Aufgewachsen in einer von rasanten gesellschaftlichen Umbrüchen geprägten Region Chinas, verbindet Cao Fei in ihren Videos und Installationen die Einflüsse einer globalen Post-Popkultur mit traditionellen Elementen der Oper oder des Theaters.

Dabei überlagern sich Realität und Fiktion, Geschichte und Gegenwart. Für ihre jüngsten Projekte in der Internetplattform Second Life hat Cao Fei eine virtuelle Stadt kreiert und geht mit ihrem Avatar China Tracy auf Partnersuche. Bald wird sie im Rahmen der Ausstellung „Utopia Matters“ eine Videoarbeit präsentieren. Matthew Evans stellt Fei und ihre Arbeiten aus der Sammlung Deutsche Bank vor.

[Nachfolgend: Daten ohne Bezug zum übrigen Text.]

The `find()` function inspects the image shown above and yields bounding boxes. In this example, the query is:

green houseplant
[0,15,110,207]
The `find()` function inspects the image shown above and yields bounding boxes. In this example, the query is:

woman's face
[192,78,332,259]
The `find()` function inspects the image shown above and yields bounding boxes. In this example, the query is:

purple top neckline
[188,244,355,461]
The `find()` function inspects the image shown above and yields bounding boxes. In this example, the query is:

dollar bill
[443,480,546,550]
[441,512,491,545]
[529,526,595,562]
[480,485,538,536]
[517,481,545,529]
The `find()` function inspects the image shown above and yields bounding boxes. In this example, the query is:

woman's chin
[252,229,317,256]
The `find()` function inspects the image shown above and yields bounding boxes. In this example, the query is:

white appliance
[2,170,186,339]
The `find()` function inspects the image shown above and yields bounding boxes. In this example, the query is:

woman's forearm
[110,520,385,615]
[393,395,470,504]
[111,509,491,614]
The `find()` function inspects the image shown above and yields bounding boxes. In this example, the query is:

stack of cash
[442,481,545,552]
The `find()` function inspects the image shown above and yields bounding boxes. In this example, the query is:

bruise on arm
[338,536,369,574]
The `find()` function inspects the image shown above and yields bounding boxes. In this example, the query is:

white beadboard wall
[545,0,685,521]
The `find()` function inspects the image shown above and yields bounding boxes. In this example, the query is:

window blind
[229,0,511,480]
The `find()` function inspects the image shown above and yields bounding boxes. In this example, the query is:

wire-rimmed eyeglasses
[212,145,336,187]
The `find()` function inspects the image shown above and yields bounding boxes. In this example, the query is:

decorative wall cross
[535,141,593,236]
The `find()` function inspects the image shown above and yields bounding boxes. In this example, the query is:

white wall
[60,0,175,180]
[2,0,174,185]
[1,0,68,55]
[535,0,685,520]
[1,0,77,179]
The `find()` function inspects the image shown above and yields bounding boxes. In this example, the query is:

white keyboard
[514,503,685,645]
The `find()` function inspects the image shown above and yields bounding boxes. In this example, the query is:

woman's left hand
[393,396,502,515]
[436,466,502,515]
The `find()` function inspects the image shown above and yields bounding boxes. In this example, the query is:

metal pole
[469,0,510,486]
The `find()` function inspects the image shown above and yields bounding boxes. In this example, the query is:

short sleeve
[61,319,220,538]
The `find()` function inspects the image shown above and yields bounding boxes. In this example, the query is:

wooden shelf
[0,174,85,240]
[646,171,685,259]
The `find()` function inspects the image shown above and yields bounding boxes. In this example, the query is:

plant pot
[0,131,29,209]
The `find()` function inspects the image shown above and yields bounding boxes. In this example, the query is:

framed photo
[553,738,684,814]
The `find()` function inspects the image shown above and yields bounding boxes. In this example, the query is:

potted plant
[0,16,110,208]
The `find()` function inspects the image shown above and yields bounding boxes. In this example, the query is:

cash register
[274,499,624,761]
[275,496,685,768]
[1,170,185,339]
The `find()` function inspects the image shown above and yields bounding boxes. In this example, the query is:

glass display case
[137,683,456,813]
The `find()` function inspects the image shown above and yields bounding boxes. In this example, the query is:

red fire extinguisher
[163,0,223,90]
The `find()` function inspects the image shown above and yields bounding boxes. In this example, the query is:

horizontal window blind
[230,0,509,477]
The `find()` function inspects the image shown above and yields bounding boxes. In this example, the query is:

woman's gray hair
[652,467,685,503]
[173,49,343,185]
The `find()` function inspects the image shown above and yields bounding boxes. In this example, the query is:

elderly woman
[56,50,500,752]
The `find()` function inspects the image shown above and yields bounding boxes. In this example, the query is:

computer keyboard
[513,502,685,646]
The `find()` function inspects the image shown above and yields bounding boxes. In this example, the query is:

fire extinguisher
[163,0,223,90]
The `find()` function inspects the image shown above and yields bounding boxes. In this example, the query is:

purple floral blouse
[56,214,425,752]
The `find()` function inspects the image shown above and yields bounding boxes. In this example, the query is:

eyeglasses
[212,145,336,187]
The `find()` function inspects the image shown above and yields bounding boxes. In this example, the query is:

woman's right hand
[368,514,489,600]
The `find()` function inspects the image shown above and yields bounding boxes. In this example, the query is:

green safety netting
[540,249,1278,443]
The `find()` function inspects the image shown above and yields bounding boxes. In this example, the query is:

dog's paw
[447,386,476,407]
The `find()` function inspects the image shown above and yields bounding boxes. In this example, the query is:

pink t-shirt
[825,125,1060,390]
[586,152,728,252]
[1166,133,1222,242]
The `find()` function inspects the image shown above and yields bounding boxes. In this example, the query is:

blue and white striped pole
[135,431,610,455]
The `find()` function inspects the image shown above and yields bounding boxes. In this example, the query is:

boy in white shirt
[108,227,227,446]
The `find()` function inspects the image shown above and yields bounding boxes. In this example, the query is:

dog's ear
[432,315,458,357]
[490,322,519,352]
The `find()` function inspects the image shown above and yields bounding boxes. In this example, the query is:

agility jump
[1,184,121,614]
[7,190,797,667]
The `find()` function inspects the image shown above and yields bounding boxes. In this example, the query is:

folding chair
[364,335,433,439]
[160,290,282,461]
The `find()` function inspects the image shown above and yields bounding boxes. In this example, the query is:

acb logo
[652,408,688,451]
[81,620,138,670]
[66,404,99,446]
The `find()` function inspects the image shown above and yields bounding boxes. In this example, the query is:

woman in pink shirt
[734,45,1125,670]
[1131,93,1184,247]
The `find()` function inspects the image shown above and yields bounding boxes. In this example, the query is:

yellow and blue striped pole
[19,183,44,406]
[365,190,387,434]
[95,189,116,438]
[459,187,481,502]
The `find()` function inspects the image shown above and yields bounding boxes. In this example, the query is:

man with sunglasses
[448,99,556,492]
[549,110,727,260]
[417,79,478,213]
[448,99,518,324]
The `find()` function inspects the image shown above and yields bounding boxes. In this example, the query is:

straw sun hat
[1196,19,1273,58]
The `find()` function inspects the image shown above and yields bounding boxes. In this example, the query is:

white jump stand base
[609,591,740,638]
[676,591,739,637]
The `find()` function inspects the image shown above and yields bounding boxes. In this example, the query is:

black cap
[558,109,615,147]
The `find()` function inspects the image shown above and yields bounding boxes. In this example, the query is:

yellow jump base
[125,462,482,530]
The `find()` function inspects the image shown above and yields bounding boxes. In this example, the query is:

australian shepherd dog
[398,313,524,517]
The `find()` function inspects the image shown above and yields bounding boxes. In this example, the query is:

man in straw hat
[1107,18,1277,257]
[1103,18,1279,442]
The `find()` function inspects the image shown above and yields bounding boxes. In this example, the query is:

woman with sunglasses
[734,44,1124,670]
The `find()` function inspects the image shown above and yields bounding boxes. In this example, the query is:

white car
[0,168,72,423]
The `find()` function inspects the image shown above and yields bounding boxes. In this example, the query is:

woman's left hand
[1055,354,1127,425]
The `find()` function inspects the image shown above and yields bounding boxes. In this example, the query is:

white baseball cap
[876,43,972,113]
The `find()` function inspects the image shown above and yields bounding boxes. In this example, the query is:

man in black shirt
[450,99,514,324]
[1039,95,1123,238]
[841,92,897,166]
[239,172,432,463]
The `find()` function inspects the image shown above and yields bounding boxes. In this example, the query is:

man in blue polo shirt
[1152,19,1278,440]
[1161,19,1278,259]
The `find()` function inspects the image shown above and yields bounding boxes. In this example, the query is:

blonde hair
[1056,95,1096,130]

Als der britische Autor und Höfling Sir Philip Sidney im 16. Jahrhundert feststellte, die Imagination der Dichter sei „nicht vollkommene Einbildung, da wir ja auch gewöhnlich über sie sagen, dass sie Schlösser in die Luft bauen“, schuf er nicht nur das bis heute populäre Sprichwort vom „Luftschloss„. Er hob neben der Kraft der Fiktion auch deren Schwäche hervor: Wenn unsere Fantasien greifbare Form annehmen, können sie tatsächlich etwas Majestätisches hervorbringen. Doch dabei sind sie niemals „vollkommen“. Sie können in der realen Welt nur einen Abglanz der imaginären Pracht geben. Genau diese Bruchstelle zwischen Einbildungskraft und Wirklichkeit bildet den passenden Einstieg in das Werk von Cao Fei.

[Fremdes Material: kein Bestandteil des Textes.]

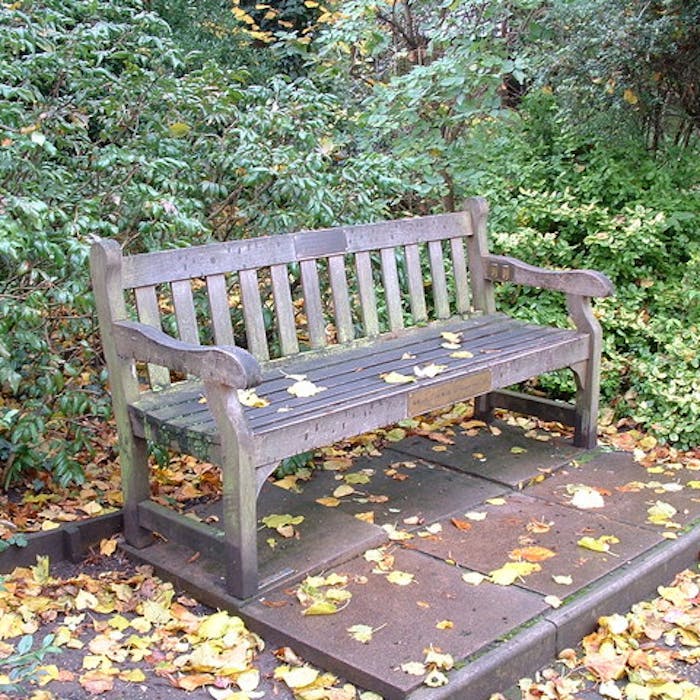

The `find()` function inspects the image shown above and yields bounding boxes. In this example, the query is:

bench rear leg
[119,424,153,548]
[205,382,259,599]
[571,360,600,449]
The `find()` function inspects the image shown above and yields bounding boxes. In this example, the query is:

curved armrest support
[483,254,614,297]
[113,320,262,389]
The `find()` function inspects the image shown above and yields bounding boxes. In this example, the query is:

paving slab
[293,451,507,528]
[243,546,548,700]
[409,492,663,596]
[178,480,388,590]
[388,420,582,488]
[526,449,700,531]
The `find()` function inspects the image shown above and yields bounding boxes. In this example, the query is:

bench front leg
[567,295,603,449]
[204,381,259,599]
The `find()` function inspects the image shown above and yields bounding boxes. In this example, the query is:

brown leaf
[450,518,472,532]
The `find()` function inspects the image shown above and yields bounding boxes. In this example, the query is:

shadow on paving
[120,420,700,700]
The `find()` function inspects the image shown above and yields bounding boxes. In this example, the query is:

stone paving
[123,421,700,699]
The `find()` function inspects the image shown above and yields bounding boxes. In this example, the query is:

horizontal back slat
[120,212,472,289]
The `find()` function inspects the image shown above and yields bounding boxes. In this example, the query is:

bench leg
[473,393,495,421]
[119,431,153,549]
[204,382,259,600]
[571,360,600,449]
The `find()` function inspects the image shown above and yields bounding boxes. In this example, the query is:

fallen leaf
[568,484,606,509]
[261,513,304,529]
[99,537,118,556]
[544,595,563,608]
[287,378,326,398]
[509,546,557,563]
[440,331,462,344]
[646,500,677,525]
[380,371,416,384]
[401,661,427,676]
[451,518,472,532]
[552,574,573,586]
[333,484,355,498]
[413,363,448,379]
[436,620,453,630]
[347,624,374,643]
[387,570,415,586]
[316,497,341,507]
[464,511,487,521]
[577,535,620,553]
[462,571,486,586]
[489,561,541,586]
[237,388,270,408]
[274,665,320,688]
[449,350,474,359]
[424,669,448,687]
[485,497,506,506]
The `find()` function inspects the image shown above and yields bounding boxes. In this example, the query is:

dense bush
[1,0,698,488]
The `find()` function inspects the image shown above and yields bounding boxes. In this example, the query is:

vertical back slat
[171,279,200,345]
[428,240,450,319]
[355,251,379,337]
[134,285,171,388]
[450,237,471,314]
[239,268,270,360]
[270,264,299,355]
[206,274,235,346]
[404,244,428,324]
[380,247,404,332]
[328,255,354,343]
[300,260,326,349]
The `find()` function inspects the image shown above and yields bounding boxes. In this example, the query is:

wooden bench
[90,197,613,599]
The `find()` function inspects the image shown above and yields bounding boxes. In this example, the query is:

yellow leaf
[347,624,374,643]
[462,571,486,586]
[577,535,619,553]
[301,600,339,616]
[440,331,462,344]
[355,511,375,524]
[436,619,453,630]
[544,595,563,609]
[381,523,413,541]
[623,88,638,105]
[75,589,99,611]
[237,388,270,408]
[333,484,355,498]
[510,446,527,454]
[387,570,414,586]
[119,668,146,683]
[262,513,305,529]
[41,520,60,531]
[413,363,448,379]
[79,500,104,515]
[489,561,541,586]
[168,121,190,137]
[486,497,506,506]
[380,371,416,384]
[344,471,372,485]
[100,537,118,556]
[449,350,474,359]
[36,664,59,686]
[552,574,573,585]
[287,379,326,397]
[401,661,427,676]
[316,497,341,507]
[237,668,260,692]
[646,500,677,525]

Denn die in Peking beheimatete Multi-Media-Künstlerin beschäftigt sich ebenso mit der Welt, in der wir leben wie mit einer anderen, imaginierten Welt. Und diese ist zugleich ein Spiegelbild der Realität, denn sie ist auch von geschichtlichen Brüchen und Wirren und unserer eigenen, labilen emotionalen Verfassung geprägt. Für ihre jüngste Arbeit RMB City (2007-2009) gründete sie eine virtuelle Stadt in der Parallelwelt der Internetplattform Second Life und benannte sie nach der Abkürzung für die chinesische Währung Renminbi. RMB City ist eine wahnwitzige Kombination aus unterschiedlichen, ikonischen Architekturen der Volksrepublik: Der Tiananmen-Platz wird von den gestauten Wassermassen des Three-Gorges-Damms überflutet, der von Rem Koolhaas erbaute CCTV Tower baumelt kläglich von einem Kran. Das Ganze erinnert an die apokalyptischen Post-Punk-Inszenierungen der Mad-Max-Filme, nur dass in diese urbane Landschaft auch ziemlich lustige Ready-Mades eingebaut wurden.

Wo in New York das Chrysler Building oder in London Norman Fosters 30 St Mary Axe als höchste Gebäude die Skyline prägen, ist es in RMB City ein riesiger schwebender Panda.

Basierend auf der dramatischen Form des Yan Ban Xi, das während der Kulturrevolution die chinesische Oper ersetzte, ist RMB City eine Mischung aus Propaganda, Theater, Ballett und 3D-Animation, die ein randvolles Leben der Extreme verspricht, das dennoch nicht die eigene ist.

Wie das aussieht, zeigen Cao Feis Arbeiten aus der Sammlung Deutsche Bank: So führt ihr virtuelles Alter Ego aus der Serie RMB City: The Fashions of China Tracy immer wieder neue Designermode von Avantgarde-Stars wie etwa Martin Margiela oder Hussein Chalayan in den surrealen Stadtlandschaften vor.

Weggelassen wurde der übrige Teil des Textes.